"True worshippers shall worship the Father in spirit and in truth," says Jesus in John 4:23, "for the Father seeketh such to worship him. God is a Spirit: and they that worship him must worship him in spirit and in truth."
In this particular setting, Jesus is talking with the Samaritan woman at the well. She asks Him who is correct, the Jews or the Samaritans. (Jews believed they should worship in Jerusalem, Samaritans on Mt. Gerizim.) Jesus, after clarifying that salvation is coming through the Jews, effectively tells her God isn't concerned about "where we worship." That's not the question.
But what does it mean to worship? What does Jesus mean when He says worship in spirit and truth? What is meant when He tells us that’s what God seeks?
The English word worship comes from the Greek word, proskuneo. The definition in Strong's concordance goes like this: to kiss the hand to (towards) one, in token of reverence 2) among the Orientals, esp. the Persians, to fall upon the knees and touch the ground with the forehead as an expression of profound reverence 3) in the NT by kneeling or prostration to do homage (to one) or make obeisance, whether in order to express respect or to make supplication 3a) used of homage shown to men and beings of superior rank.
After examining this definition, we were challenged in one of our Bible studies by the following. I thought it most helpful.
Think for a minute about what it means for a subject to prostrate himself on the ground before a King. For instance, if a King sees you walk through the door, what kind of questions might he be asking himself about you? Probably things like, “What does this person want? What sort of spirit does this person exhibit? Is he a threat to my interests? Exactly what is he up to?"
The act of prostrating oneself before a King is a position of high vulnerability. You can’t defend yourself lying flat on your face. What it purports to say is that, "I have no will of my own. I have no designs on what happens here. I am at your mercy. I am totally in your hands. You may dispose of me as you wish."

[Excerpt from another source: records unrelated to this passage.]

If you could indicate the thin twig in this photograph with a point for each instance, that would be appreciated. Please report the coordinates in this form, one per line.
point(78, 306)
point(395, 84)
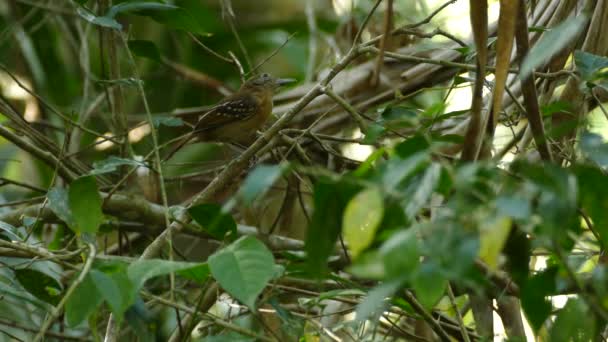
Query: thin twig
point(57, 310)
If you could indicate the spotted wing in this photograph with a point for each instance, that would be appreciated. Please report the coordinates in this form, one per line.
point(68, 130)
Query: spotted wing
point(232, 109)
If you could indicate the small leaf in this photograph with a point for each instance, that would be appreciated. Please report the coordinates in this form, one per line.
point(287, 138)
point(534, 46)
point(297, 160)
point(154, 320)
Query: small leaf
point(100, 21)
point(377, 300)
point(85, 204)
point(168, 121)
point(574, 323)
point(551, 43)
point(213, 220)
point(595, 148)
point(330, 199)
point(493, 235)
point(10, 232)
point(362, 218)
point(243, 269)
point(58, 202)
point(145, 49)
point(401, 254)
point(258, 181)
point(429, 285)
point(112, 164)
point(423, 190)
point(142, 270)
point(590, 66)
point(111, 292)
point(83, 302)
point(41, 285)
point(134, 6)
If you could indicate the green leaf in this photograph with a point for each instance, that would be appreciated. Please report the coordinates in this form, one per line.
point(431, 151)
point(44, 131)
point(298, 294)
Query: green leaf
point(58, 203)
point(413, 145)
point(168, 121)
point(362, 218)
point(41, 285)
point(243, 269)
point(83, 302)
point(10, 232)
point(330, 199)
point(397, 170)
point(100, 21)
point(493, 234)
point(574, 323)
point(134, 6)
point(142, 270)
point(145, 49)
point(591, 182)
point(556, 107)
point(258, 181)
point(590, 66)
point(534, 295)
point(423, 190)
point(111, 292)
point(85, 204)
point(401, 254)
point(377, 300)
point(112, 164)
point(429, 285)
point(213, 220)
point(595, 148)
point(551, 43)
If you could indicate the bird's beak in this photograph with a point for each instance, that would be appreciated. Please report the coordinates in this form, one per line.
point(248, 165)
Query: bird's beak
point(284, 81)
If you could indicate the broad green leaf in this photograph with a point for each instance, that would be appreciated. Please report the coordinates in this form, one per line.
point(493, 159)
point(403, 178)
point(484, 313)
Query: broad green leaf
point(534, 295)
point(413, 145)
point(493, 234)
point(112, 164)
point(551, 43)
point(330, 199)
point(397, 170)
point(100, 21)
point(258, 181)
point(142, 270)
point(168, 121)
point(377, 300)
point(513, 206)
point(111, 292)
point(574, 323)
point(83, 302)
point(243, 269)
point(595, 148)
point(213, 220)
point(362, 218)
point(58, 202)
point(39, 284)
point(145, 49)
point(590, 66)
point(134, 6)
point(401, 254)
point(429, 285)
point(10, 232)
point(423, 190)
point(198, 273)
point(85, 204)
point(591, 182)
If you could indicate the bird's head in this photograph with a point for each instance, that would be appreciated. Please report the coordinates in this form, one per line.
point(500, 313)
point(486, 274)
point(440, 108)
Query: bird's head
point(265, 81)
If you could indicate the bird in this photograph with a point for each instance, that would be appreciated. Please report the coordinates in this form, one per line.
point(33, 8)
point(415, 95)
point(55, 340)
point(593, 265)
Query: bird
point(237, 118)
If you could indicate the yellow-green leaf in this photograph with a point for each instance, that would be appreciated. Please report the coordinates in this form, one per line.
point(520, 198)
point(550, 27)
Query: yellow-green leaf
point(493, 235)
point(362, 217)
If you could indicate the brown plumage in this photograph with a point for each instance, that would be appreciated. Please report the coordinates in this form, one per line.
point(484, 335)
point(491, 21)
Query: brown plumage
point(238, 117)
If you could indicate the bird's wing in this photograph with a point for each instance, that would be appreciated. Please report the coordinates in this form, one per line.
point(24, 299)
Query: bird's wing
point(232, 109)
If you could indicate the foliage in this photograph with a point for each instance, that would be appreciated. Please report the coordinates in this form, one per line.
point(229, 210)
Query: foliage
point(390, 212)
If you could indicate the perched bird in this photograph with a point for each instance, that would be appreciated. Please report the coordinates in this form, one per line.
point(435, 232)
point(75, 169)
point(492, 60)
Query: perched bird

Now certainly not everyone who prostrates themselves before a King or purports to worship God is of that mind inside. Disjunction between the outward behavior and the inward man is not uncommon. When it comes to worship, we are capable of going through the motions of what we call worship without ever even thinking about God or coming into his presence in our own consciousness.
But Jesus says that God seeks those who will worship in spirit and in truth. So it’s not a bodily ritual we go through, but it comes from our inner man, and "in truth" is another way of saying in reality or in fact.
God is looking for the worship which is real, which is a reflection of what we are in our heart. When we are living a life of worship to him, we are no threat to His kingdom. We are no threat to His authority. We are living a life which is totally committed and submitted to His will.
Someone says, “I have greatly changed in my understanding of what worship is. I used to feel good about what I was doing when I went to a large church where worship was about praise and emotion and generating a good feeling. I honestly felt good and I felt like I was worshiping. I felt like I was doing what I was supposed to do, but I realize now that it was a deceptive thing. It was about feeling good. It was about generating a high, and that’s not what worship is.”
Certainly, as we follow Jesus, there will be times when we experience, if you will, ecstatic feelings having to do with our relationship to God. There will be feelings which are generated in us that are incredible, but that’s not something we should seek to produce. Rather, it seems to me that worship, as Jesus describes it, results in a relationship between us and God that involves us following in the footsteps of his Son, following Him even through the garden where, when faced with the ultimate challenge of His life, He said “Father, not my will but thine be done.”
This, I submit, is worship "in spirit and in truth."